Now multiply matrix A with matrix A we have,
$ \Rightarrow {A^2} = \left[ {\begin{array}{*{20}{c}}
  i&0&0 \\
  0&i&0 \\
  0&0&i
\end{array}} \right]\left[ {\begin{array}{*{20}{c}}
  i&0&0 \\
  0&i&0 \\
  0&0&i
\end{array}} \right]$
Now apply matrix multiplication rule we have,
$ \Rightarrow {A^2} = \left[ {\begin{array}{*{20}{c}}
  {{i^2} + 0 + 0}&{0 + 0 + 0}&{0 + 0 + 0} \\
  {0 + 0 + 0}&{0 + {i^2} + 0}&{0 + 0 + 0} \\
  {0 + 0 + 0}&{0 + 0 + 0}&{0 + 0 + {i^2}}
\end{array}} \right]$
Now as we know that in complex, $i = \sqrt { - 1} \Rightarrow {i^2} = - 1$ s use this property we have,
$ \Rightarrow {A^2} = \left[ {\begin{array}{*{20}{c}}
  { - 1}&0&0 \\
  0&{ - 1}&0 \\
  0&0&{ - 1}
\end{array}} \right]$
Now multiply ${A^2}$ with ${A^2}$ we have,
$ \Rightarrow {A^4} = \left[ {\begin{array}{*{20}{c}}
  { - 1}&0&0 \\
  0&{ - 1}&0 \\
  0&0&{ - 1}
\end{array}} \right]\left[ {\begin{array}{*{20}{c}}
  { - 1}&0&0 \\
  0&{ - 1}&0 \\
  0&0&{ - 1}
\end{array}} \right]$
$ \Rightarrow {A^4} = \left[ {\begin{array}{*{20}{c}}
  {{{\left( { - 1} \right)}^2} + 0 + 0}&{0 + 0 + 0}&{0 + 0 + 0} \\
  {0 + 0 + 0}&{0 + {{\left( { - 1} \right)}^2} + 0}&{0 + 0 + 0} \\
  {0 + 0 + 0}&{0 + 0 + 0}&{0 + 0 + {{\left( { - 1} \right)}^2}}
\end{array}} \right]$
$ \Rightarrow {A^4} = \left[ {\begin{array}{*{20}{c}}
  1&0&0 \\
  0&1&0 \\
  0&0&1
\end{array}} \right] = I$..................... (1), where I is called as identity matrix.

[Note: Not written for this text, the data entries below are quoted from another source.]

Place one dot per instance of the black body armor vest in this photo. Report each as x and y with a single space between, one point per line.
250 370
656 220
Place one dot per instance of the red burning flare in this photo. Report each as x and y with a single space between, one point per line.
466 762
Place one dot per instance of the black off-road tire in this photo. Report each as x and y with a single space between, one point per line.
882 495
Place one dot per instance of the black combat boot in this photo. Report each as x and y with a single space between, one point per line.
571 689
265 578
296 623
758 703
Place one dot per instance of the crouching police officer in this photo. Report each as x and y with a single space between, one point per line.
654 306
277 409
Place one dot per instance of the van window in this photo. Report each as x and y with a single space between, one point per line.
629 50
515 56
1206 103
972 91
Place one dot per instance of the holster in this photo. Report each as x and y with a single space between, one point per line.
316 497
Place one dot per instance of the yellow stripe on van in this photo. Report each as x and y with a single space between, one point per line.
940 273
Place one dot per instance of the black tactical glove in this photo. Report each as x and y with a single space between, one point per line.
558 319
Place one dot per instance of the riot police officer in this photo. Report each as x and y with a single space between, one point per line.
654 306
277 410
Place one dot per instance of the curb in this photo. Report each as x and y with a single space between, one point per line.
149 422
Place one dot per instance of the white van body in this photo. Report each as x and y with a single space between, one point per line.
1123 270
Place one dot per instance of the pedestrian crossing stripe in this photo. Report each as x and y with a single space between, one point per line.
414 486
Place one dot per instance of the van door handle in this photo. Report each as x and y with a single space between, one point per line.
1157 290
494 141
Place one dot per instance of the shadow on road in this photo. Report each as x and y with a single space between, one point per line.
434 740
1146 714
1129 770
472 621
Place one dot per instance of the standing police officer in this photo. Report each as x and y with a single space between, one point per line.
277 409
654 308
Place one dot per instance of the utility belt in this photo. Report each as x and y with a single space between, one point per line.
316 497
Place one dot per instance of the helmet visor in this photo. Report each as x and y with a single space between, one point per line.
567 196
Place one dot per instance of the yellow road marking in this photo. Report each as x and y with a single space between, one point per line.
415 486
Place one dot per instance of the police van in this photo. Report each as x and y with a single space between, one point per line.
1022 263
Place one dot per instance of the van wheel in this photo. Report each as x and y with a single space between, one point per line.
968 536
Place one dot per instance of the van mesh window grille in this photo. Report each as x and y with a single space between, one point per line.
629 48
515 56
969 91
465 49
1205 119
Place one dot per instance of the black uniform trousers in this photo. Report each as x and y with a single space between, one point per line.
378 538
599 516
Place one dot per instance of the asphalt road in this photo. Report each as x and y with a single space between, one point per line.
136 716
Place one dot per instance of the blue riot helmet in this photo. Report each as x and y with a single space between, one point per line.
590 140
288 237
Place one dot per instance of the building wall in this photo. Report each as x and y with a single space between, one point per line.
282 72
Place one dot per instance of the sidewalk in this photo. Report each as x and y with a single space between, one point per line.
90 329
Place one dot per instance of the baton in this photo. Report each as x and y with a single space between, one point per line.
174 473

Now as we know that ${I^m} = 1...........\left( 2 \right),m \in N$
Now we have to find out the value of
${A^{4n + 1}}$
Now the above equation is also written as,
$ \Rightarrow {A^{4n + 1}} = \left( {{A^{4n}}} \right)\left( A \right)$
$ \Rightarrow {A^{4n + 1}} = {\left( {{A^4}} \right)^n}\left( A \right)$
Now from equation (1) we have,
$ \Rightarrow {A^{4n + 1}} = {\left( I \right)^n}\left( A \right)$
Now from equation (2) we have,
$ \Rightarrow {A^{4n + 1}} = \left( 1 \right)\left( A \right)$
$ \Rightarrow {A^{4n + 1}} = \left( A \right)$
$ \Rightarrow {A^{4n + 1}} = A = \left[ {\begin{array}{*{20}{c}}
  i&0&0 \\
  0&i&0 \\
  0&0&i
\end{array}} \right]$
So this is the required answer.

So, the correct answer is “Option C”.

Note: Whenever we face such types of questions the key concept we have to remember is that we always recall how to multiply two matrices which is shown above and always recall that the power of identity matrix which belongs to a natural number always remains an identity matrix.